Elle a toujours su que s’il fallait choisir le Père contre son père, c’était personnellement et par grâce, et non comme une théorie générale de table rase du passé. Enfin, avec saint Thomas qu’apparemment on lit de moins en moins dans la Ville éternelle, elle savait que si la grâce surélève la nature, elle ne l’abolit pas. Qu’ainsi famille, communauté, village, patrie, nation, civilisation n’étaient pas d’accessoires impedimenta qu’on pouvait jeter par-dessus bord sans souffrir en retour. Le pape prétend dans son livre qu’est venu le temps de nous passer au crible : téméraire prophétie qui imagine que le bon sera séparé du méchant, le bon étant évidemment le pauvre du Sud, élevé contre le méchant du Nord. Pour sauver les bidonvilles de Buenos Aires et la grande forêt primordiale, il faut selon toute probabilité franciscaine abattre nos douces chaumières de l’Europe tempérée, où dans une bourgeoise torpeur nos âmes s’abîment et se perdent.
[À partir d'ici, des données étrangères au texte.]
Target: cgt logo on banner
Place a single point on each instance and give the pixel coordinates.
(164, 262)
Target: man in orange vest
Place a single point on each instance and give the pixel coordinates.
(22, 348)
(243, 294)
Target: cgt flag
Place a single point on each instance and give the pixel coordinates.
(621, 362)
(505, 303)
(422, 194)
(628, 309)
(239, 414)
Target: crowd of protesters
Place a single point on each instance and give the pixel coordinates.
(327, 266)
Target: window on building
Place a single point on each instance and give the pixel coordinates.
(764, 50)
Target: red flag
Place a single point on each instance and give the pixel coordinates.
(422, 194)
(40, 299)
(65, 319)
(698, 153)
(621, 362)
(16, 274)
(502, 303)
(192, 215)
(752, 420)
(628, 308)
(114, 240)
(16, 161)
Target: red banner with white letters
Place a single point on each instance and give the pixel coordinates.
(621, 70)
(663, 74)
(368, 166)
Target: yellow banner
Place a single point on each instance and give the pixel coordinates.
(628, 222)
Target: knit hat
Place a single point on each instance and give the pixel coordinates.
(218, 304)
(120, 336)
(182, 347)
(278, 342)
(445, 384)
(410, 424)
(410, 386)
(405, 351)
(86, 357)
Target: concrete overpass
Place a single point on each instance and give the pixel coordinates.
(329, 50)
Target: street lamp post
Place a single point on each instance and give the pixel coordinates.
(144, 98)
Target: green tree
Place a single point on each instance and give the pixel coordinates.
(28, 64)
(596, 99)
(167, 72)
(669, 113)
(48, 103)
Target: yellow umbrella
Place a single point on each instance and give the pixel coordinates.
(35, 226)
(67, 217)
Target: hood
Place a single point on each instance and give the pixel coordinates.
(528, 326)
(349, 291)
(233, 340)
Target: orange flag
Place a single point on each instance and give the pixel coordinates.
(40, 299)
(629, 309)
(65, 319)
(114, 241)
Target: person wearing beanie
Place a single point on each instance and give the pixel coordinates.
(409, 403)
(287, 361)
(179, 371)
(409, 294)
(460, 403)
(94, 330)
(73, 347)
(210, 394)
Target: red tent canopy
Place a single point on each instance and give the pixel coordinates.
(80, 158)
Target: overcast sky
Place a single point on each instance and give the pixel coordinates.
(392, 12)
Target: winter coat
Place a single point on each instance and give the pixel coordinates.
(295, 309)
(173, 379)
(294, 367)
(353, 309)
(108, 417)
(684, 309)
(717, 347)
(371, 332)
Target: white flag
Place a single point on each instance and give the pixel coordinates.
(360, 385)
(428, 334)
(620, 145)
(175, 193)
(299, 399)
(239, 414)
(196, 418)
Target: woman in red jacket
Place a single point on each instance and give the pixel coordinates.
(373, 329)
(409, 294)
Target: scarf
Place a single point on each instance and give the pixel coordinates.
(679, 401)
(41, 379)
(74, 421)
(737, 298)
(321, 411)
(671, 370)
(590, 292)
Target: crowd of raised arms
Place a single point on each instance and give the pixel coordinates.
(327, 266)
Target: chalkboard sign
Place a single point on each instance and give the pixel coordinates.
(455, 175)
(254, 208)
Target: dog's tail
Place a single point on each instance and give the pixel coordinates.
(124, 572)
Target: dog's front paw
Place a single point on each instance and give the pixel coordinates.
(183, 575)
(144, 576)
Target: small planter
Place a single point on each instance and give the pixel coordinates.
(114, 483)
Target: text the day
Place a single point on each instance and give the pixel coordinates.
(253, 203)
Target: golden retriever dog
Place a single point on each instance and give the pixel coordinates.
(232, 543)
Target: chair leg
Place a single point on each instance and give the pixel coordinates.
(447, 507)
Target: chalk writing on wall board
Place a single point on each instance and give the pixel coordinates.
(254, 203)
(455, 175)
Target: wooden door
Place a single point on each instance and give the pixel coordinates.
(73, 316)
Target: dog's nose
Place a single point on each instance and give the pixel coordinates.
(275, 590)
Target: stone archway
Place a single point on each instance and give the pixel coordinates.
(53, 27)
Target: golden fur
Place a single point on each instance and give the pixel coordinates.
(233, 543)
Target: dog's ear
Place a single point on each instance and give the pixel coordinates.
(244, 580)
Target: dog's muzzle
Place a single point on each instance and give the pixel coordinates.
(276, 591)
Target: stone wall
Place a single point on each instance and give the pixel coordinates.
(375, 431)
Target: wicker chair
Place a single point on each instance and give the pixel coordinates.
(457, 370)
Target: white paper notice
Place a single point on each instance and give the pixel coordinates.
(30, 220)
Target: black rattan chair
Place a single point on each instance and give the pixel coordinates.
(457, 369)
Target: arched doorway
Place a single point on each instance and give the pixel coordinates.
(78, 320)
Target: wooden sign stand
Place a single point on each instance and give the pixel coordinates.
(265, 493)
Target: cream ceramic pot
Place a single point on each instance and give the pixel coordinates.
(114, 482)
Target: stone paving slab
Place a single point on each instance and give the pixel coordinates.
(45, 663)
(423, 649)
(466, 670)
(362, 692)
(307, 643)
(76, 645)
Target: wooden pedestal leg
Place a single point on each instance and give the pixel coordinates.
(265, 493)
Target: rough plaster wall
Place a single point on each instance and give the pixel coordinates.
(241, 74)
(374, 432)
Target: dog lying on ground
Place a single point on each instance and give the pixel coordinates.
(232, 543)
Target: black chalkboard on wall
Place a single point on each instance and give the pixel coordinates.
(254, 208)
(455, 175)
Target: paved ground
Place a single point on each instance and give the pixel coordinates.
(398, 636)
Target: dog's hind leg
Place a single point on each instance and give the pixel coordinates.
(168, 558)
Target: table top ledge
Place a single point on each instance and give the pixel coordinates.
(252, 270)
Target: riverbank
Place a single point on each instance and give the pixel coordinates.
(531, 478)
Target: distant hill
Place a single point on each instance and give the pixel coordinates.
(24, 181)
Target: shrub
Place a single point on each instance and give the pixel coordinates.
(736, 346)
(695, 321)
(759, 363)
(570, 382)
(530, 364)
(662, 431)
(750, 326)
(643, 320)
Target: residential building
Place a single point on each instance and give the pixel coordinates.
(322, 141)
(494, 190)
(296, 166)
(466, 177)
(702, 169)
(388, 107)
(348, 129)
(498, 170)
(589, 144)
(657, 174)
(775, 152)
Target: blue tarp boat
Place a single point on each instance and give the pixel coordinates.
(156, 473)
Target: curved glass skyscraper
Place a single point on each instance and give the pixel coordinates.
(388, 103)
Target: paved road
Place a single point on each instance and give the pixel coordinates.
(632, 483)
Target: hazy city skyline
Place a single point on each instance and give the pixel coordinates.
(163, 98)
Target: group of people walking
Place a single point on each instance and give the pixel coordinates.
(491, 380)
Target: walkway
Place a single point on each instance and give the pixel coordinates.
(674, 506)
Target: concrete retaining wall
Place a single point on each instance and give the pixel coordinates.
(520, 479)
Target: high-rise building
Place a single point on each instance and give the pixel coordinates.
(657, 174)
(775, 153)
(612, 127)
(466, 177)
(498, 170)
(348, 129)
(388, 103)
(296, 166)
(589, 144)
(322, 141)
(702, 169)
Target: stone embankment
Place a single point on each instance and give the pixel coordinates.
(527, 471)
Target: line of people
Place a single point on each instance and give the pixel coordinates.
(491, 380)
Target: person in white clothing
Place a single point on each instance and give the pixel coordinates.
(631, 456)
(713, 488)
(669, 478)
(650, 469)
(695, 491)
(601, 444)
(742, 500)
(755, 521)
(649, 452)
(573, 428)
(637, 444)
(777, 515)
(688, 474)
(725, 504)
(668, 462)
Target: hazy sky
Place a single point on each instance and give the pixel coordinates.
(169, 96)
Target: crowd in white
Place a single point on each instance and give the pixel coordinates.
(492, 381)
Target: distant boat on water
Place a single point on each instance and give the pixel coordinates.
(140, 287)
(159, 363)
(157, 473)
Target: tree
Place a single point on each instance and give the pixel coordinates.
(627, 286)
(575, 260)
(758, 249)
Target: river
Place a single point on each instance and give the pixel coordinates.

Court et infatué raisonnement. Nous ne sommes pas le jaloux frère aîné de l’enfant prodigue, et nous sommes prêts à partager avec les pauvres. Mais partager n’est pas détruire, contrairement à ce que croit le Pape.
Car à quoi sert de sauver l’Amazonie si c’est pour perdre la France ? À quoi sert d’entasser du migrant si c’est pour abattre les fondations de la maison ? À quoi sert de vanter l’homme si c’est pour promouvoir la fin de la civilisation ?
Quand tout s’écroule, il s’agit de devenir fondamentaliste. Nous sommes fondamentalistes. Et sur ce fondamentalisme, nous rebâtirons notre pays
« Je sais, écrit François, que certains catholiques blêmissent quand je parle comme cela, en particulier ceux qui, fuyant une société où la vérité est considérée comme inconnaissable, « personnelle » dans un sens individuel, cherchent dans l’Église catholique une forteresse de certitude, semblable à un rocher, imperméable au changement ». En effet, salauds et hérétiques que nous sommes, nous avons mis notre foi dans une Église, épouse du Christ, forteresse de certitude. Et il ferait beau voir qu’on nous fît changer d’avis.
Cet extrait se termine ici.